I stared out at the parking lot for a long time. I tried to imagine the moment, the excitement of Gabby Giffords and others speaking, the buzz of a regular parking lot in suburban Tucson turning into something more, and then the shattering break from reality, the moment when the killer shot Giffords in the head, the spraying of bullets, the fear, the screaming, the terror. I could not imagine it. There were a couple of police officers wandering behind the yellow tape, but they did not seem to be be doing very much. Most of the work had been done. The cleanup. The investigation. There was no one left here. No one to comfort. No one with answers. There was a restaurant, though, and it was open, and I got a sandwich there and read some more of the papers. People in the restaurant were talking about the shooting. They had heard that Gabby Giffords might miraculously recover. They had heard many wild rumors about the shooter. The owner or manager personally thanked me for coming in. He worried that no one ever would after this.

(One more interruption: It is time to go to the Christmas party. We do not stay long. Elizabeth wanders around our friends' house, and people marvel at what a big girl she has become. She talks about Harry Potter with two of the guests. She eats the chocolate fudge and talks about how good it is and also shows some guests her collection of plastic mustaches. Before we go, the host has her stand against the door frame and marks her height, like they did last year. Elizabeth is a good inch, maybe two inches, taller.) 

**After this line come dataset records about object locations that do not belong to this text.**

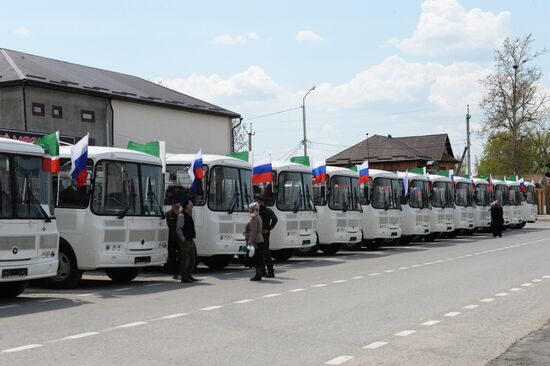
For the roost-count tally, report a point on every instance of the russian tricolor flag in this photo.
(196, 171)
(364, 172)
(79, 161)
(261, 171)
(319, 172)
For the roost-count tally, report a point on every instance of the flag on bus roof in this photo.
(50, 144)
(319, 171)
(79, 161)
(196, 171)
(261, 171)
(364, 172)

None of the scene at the Safeway was what I wanted, what I needed. I got back in the car and drove to Mesa Verde Elementary. Christina's school. It looked to me so much like the elementary school where my own daughter was going then, though in retrospect the two schools were different colors, different shapes -- they shared almost nothing at all. But they looked the same to me anyway. Out front was a memorial for Christina, with teddy bears and ballet slippers and colorful signs. I walked over and read every one of them. I read them all again. I was crying again, just as hard as I had cried in the hotel room, no louder, no softer.

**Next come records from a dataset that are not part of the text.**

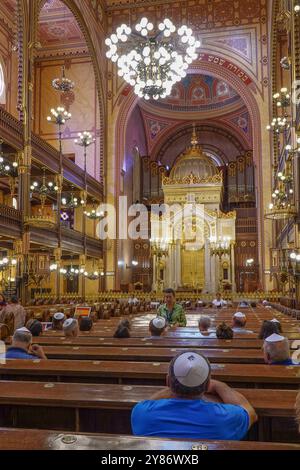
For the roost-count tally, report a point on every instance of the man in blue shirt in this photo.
(277, 351)
(22, 348)
(182, 411)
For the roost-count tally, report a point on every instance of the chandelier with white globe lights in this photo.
(152, 61)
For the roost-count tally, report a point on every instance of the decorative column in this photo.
(232, 269)
(154, 272)
(178, 264)
(26, 44)
(57, 256)
(208, 281)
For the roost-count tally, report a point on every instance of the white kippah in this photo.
(191, 369)
(159, 322)
(239, 315)
(24, 329)
(58, 316)
(274, 338)
(69, 324)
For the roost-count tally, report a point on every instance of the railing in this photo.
(9, 214)
(94, 244)
(11, 128)
(74, 235)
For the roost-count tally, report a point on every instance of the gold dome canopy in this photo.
(193, 163)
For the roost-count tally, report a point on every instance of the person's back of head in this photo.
(204, 323)
(70, 327)
(189, 374)
(34, 326)
(58, 321)
(125, 323)
(267, 329)
(157, 326)
(239, 320)
(122, 332)
(224, 331)
(276, 349)
(85, 324)
(22, 338)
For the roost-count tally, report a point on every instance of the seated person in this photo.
(274, 320)
(182, 411)
(157, 326)
(224, 331)
(218, 302)
(172, 311)
(21, 347)
(244, 304)
(277, 351)
(123, 329)
(85, 324)
(70, 327)
(239, 321)
(268, 327)
(58, 321)
(34, 326)
(204, 324)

This was not what I had come to Tucson for.

I talked to this group -- two women and a little boy -- who were also looking at the memorial. One of the women was crying too. They were from a different part of town. They did not know Christina, they said. But they wanted to pay their respects. They had made a sign -- I guess the boy made it. The sign simply said, "Christina. Love. Peace." I think they left it behind, but I did not stay to see it. I got back in the car and drove off. This time I followed the GPS directions precisely. It took me past similar-looking shopping centers and streets and, in time, to a highway heading back to Phoenix.

Of course I did not get what I had come for in Tucson. I suppose, deep down, I knew I wouldn't. Friday and Saturday and Sunday, like Americans from one end to the other, I sat in front of the television and watched the unimaginable scene in Newtown, Conn. I spent the weekend on the brink of tears. I spent the weekend looking for that same thing I needed to find in Tucson. And when a woman who had lived in the town and worked at the school for years talked about Victoria Soto, the teacher who it is being reported tried to hide her students and literally died trying to shield them, I finally broke down. But it was not what I needed.

A last interruption: "Daddy," the 7-year-old, Katie, says as she barges into the room. "My stomach hurts."

"Mine too, sweetheart," I say, and I kiss her on the forehead and hug her too tight. And I can't think of anything else to say.